Я рассказал ему о другом самоубийце, которого лечил много лет назад. Это была симпатичная девушка двадцати с небольшим лет, бросившаяся под поезд метро.
– Ей пришлось сделать одностороннюю гемипельвэктомию – полностью удалить одну ногу на уровне бедра: полагаю, поезд переехал ногу и бедро вдоль. У нее также был сложный вдавленный перелом черепа, из-за чего, собственно, ее и доставили к нам после ампутации. Мы привели голову в порядок, и за несколько дней девушка постепенно пришла в себя. Помню, как сообщил ей, что она потеряла ногу, и она ответила: «Черт. Звучит не очень хорошо». Но поначалу она выглядела почти радостной – очевидно, она не помнила о несчастьях, которые заставили ее броситься под поезд. Но когда она оправилась от травмы головы, когда ей, скажем так, стало лучше, воспоминания начали возвращаться и она опять погрузилась в пучину депрессии и отчаяния. Когда же ее родители все-таки соизволили появиться в больнице, то по их поведению стало понятно, почему она пыталась покончить с собой. Печальное было зрелище.
– Что с ней стало?
– Понятия не имею. Ее отправили в другую больницу, и больше я о ней не слышал.
– А в чем второй плюс медицинской карьеры? – вежливо поинтересовался Роб.
– Да просто в том, что если сам вдруг заболеешь, то всегда будешь знать, как получить наилучшее лечение. – Я махнул рукой в сторону снимка. – Пойду поговорю с родителями.
Я направился в отделение интенсивной терапии по унылым, слишком ярко освещенным коридорам. Я никак не мог привыкнуть к новой больнице. Она напоминала тюрьму усиленного режима: двери открывались только с помощью магнитной карты, а если оставались открытыми дольше чем на минуту, то срабатывала сигнализация. К счастью, с тех пор большинство динамиков, издающих этот ужасный пронзительный звук, сломались либо сами, либо с нашей помощью, однако первые несколько месяцев в новом здании мы провели под бесконечный вой сигнализации – как можно догадаться, не лучший вариант для переполненной больницы. Я вошел в отделение реанимации: вдоль стен стояли койки с бессознательными пациентами, подключенными к аппарату искусственной вентиляции легких и окруженными различным оборудованием; около каждого больного сидела медсестра.

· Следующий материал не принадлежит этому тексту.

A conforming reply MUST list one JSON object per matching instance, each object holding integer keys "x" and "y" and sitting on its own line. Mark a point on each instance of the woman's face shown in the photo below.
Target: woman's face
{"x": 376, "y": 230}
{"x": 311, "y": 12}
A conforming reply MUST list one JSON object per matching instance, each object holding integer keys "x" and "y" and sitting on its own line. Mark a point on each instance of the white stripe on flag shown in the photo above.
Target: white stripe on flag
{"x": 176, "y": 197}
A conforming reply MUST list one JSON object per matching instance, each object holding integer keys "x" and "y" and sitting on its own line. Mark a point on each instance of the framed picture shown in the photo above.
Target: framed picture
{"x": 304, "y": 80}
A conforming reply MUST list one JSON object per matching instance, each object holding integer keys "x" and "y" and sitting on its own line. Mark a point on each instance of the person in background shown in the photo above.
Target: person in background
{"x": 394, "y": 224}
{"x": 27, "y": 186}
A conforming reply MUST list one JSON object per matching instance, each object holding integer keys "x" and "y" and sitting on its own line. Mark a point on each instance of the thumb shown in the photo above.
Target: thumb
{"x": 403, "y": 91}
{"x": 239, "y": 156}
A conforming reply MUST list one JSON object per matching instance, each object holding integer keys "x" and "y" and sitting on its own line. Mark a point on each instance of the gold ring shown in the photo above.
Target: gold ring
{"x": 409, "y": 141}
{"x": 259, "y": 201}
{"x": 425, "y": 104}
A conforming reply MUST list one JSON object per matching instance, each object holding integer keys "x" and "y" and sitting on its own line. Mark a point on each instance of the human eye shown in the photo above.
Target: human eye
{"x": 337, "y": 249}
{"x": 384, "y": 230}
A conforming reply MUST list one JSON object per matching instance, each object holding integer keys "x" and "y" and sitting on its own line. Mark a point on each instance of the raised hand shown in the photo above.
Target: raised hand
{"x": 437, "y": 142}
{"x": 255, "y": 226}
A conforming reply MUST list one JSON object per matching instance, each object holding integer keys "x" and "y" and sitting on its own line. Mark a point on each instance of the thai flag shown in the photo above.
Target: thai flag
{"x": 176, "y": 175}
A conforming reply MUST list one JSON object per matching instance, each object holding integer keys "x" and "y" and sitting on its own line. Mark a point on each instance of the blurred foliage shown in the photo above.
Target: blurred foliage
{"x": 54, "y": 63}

Когда я поинтересовался недавно поступившим пациентом, медсестры, находившиеся за стойкой в центре помещения, указали на одну из коек, и я направился к ней. Несчастный самоубийца был невероятно толстым, и это меня потрясло. Почему-то я и вообразить не мог, что он окажется толстым, толстым настолько, что от изножья кровати нельзя было разглядеть голову – был виден лишь обнаженный холм его живота, частично прикрытый чистой простыней, а далее, у изголовья, – мониторы и шприцевые наносы с мигающими красными светодиодами и цифровыми индикаторами. На стуле у кровати сидел пожилой мужчина. Заметив меня, он встал. Я представился, и мы обменялись рукопожатием.
– Вы его отец? – спросил я.
– Да, – спокойно ответил он.
– Очень сожалею, но мы ничем не можем помочь.
Я объяснил, что его сын умрет в течение ближайших двадцати четырех часов. Старик ничего не говорил и лишь молча кивал. Его лицо почти ничего не выражало – то ли он был слишком отстранен, то ли слишком потрясен, я не знаю. Я так и не увидел лица его сына, и мне неизвестно, какую трагедию скрывала в себе жалкая, умирающая груда плоти, лежавшая перед нами.